[Devel] [RFC PATCH 0/5] Resend -v2 - Use procfs to change a syscall behavior

Eric W. Biederman ebiederm at xmission.com
Thu Jul 17 19:49:05 PDT 2008


Matt Helsley <matthltc at us.ibm.com> writes:

> On Thu, 2008-07-17 at 18:42 -0400, Oren Laadan wrote:
>> 
>> My question is why build a set of interfaces to export this and that from
>> the kernel to user space ?  if a kernel implementation (with minimal user
>> space support) is chosen, then information extraction (and restoration) is
>> straightforward and we don't get ourselves tied until the end of times to
>> API exported to userland.
>
> 	That still seems like an API exported to userland. It just combines the
> data into one block rather than distributing it amongst a bunch of
> pseudo-filesystems. Does this form of API really free us from always
> supporting it in the future?

A larger granularity reduces the support burden.  You don't wind up
introducing a bunch of little system calls that you only use for
restore.  You introduce one that does exactly what you need it to do.
Because you know it is only used in checkpoint/restart conditions you
can make assumptions about the users and have more freedom.

Yes it would still be a user/kernel interface.

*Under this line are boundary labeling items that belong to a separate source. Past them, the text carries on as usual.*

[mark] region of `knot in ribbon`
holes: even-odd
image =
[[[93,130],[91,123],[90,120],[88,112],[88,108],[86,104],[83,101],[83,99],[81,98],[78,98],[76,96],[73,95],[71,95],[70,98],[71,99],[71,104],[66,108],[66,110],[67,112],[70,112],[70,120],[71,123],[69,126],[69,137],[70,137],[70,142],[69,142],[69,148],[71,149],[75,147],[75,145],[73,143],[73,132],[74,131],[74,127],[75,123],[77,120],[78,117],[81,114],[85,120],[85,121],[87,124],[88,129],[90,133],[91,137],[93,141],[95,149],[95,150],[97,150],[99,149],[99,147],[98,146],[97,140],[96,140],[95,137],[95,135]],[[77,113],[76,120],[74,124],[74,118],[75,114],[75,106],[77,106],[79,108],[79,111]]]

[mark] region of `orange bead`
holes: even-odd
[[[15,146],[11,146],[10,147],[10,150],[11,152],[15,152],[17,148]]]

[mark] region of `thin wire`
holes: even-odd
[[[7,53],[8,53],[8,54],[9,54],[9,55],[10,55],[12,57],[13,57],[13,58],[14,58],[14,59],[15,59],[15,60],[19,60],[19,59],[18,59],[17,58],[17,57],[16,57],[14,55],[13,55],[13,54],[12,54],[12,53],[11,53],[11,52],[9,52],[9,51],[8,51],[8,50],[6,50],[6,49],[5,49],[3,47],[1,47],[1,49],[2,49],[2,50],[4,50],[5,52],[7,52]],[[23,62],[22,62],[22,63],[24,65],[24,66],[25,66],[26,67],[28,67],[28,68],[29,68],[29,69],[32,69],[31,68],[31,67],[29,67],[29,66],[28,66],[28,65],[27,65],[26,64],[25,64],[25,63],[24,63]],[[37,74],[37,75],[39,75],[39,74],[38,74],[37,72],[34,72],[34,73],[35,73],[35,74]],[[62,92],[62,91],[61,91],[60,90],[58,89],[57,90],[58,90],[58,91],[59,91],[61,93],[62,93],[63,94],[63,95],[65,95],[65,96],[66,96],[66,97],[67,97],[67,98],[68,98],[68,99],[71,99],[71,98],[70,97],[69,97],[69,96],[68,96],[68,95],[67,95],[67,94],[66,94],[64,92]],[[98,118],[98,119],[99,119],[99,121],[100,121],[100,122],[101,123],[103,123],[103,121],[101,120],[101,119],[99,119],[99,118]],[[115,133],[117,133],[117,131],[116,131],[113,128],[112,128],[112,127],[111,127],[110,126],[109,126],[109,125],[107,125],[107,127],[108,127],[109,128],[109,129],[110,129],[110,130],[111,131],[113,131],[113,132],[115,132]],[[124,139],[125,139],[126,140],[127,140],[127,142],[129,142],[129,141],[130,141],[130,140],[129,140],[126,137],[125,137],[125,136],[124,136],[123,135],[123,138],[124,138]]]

If we abstract it something like binformats are abstracted we
may eventually be able to stop including an old format that no
one uses anymore.

>
> 	Userspace is expected to inspect or convert the binary data. How does
> that truly avoid many of the API issues mentioned above? If it's really
> supposed to be a minimal API then the binary should be considered opaque
> and userspace tools which inspect or convert these binaries should be
> considered unreliable hacks at best. Otherwise it seems to me that it
> has most of the familiar problems associated with a kernel/userspace API
> -- including an obligation to support it.

The best precedent we have for something like this today is the core
dump.  That is a single process and does not do well at tying multiple
processes together.  Even though you can inspect a core dump there is
still a lot of freedom in the implementation that we would not have
in a more general API.

As for userspace converting old data to new data.  I'm not sold on the
idea yet.  It is a good tool to plan on, but I'm not yet convinced
that it is necessary, at least when moving from older to newer kernels.
I expect newer kernels to have state that the older kernels don't know
how to handle, so we would at least need to strip that out.